With so much emphasis on the 1 July commemorations on the Somme and the mass pilgrimage that takes place every year, this year please spare a thought for the men who fought in the 1917 Battle of Arras. It was the most savage infantry offensive of the war with the highest daily rate of casualties – over 4,000 men per day. The campaign started with enormous success on Easter Monday, 9 April 1917 with the greatest advance of the war to date but ended in disillusionment and utter exhaustion 39 days later in the fields around Oppy, Roeux, Monchy-le-Preux and Cherisy. Arras is by far my favourite place to visit – there is something about it that I just can’t get enough of and even when driving down to the Somme for a tour, recce or meeting I feel a slight wistfulness as I pass the Vimy Memorial, the grain silos at Roeux, so close to the site of the dreaded Chemical Works and the spire of Monchy church with Monchy British Cemetery in the foreground.

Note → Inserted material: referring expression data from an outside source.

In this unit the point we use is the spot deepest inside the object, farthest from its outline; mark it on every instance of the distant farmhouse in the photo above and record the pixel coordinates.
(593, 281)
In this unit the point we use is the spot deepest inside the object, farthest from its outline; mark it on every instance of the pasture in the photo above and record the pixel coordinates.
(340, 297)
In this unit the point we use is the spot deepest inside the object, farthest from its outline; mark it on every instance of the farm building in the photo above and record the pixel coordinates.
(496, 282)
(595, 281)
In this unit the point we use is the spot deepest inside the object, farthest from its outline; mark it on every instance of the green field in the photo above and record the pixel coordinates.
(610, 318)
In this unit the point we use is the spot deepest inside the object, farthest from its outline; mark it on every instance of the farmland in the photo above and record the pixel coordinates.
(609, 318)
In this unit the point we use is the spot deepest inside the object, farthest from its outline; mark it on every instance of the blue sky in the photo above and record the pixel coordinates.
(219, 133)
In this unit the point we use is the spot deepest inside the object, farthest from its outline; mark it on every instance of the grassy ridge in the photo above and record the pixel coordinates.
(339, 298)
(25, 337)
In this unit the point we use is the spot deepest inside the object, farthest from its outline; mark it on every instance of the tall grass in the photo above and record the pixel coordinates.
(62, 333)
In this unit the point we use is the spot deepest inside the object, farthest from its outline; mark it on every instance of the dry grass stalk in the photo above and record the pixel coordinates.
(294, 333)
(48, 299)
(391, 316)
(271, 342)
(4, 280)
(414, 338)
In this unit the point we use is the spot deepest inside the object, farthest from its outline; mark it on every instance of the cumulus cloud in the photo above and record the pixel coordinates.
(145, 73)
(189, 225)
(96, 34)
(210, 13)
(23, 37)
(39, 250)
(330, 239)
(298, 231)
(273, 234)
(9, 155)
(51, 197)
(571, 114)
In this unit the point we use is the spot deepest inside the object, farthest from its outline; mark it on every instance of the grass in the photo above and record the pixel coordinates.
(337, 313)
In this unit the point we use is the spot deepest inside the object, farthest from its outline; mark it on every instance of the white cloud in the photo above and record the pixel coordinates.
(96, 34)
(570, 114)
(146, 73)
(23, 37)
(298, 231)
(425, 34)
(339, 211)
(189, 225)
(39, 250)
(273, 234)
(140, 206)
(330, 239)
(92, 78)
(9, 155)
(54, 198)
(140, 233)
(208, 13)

I have just received details of the annual commemorative service to be held at the Wellington Quarry, Arras on Saturday 9 April 2011 at 0630hrs (local time). This service, held on the 94th anniversary of the start of battle is held at the Memorial Wall – if you come into the car park from the Beaurains road then you won’t miss it. The ceremony is open to all.
Sadly, owing to work and family commitments I will not be able to make it this year but have passed my apologies on to Isabelle Pilarowski and her colleagues. I know that the organisers like to use extracts from soldiers who actually took place in the battle and, having given Isabelle a copy of the 1000 page memoir of Percy Clare, 7th East Surrey Regiment, she has promised that she will be using his superb descriptions of battle during the service. Percy’s memoirs were used extensively in the Arras panorama book – from his descriptions of pre-battle training, through the 9 April attack and subsequent days spent between Arras and the fields below Monchy ending with the fateful 3 May attacks – a very black day for the Third Army.
As a way of thanking the copyright holders we gave them a highly personalised tour of the Arras battlefield (following the 7th East Surreys) when they came over in November 2010 to listen to our lecture in French. More details can be found by reading the blog post here: Arras – battlefield tour & lecture: 12 November 2010
A two-sided pdf file with more details on April’s events is available on request – please contact me here and I will email you a copy.
These events include guided walks & tours (French speaking only) in Neuville-St-Vaast, Roeux and Arras itself and seem very good value at just €3.00 per person.
I will certainly have the men of the Third Army in my memories on the morning of 9 April and would urge anyone over on a battlefield tour at that time to attend and pay their respects.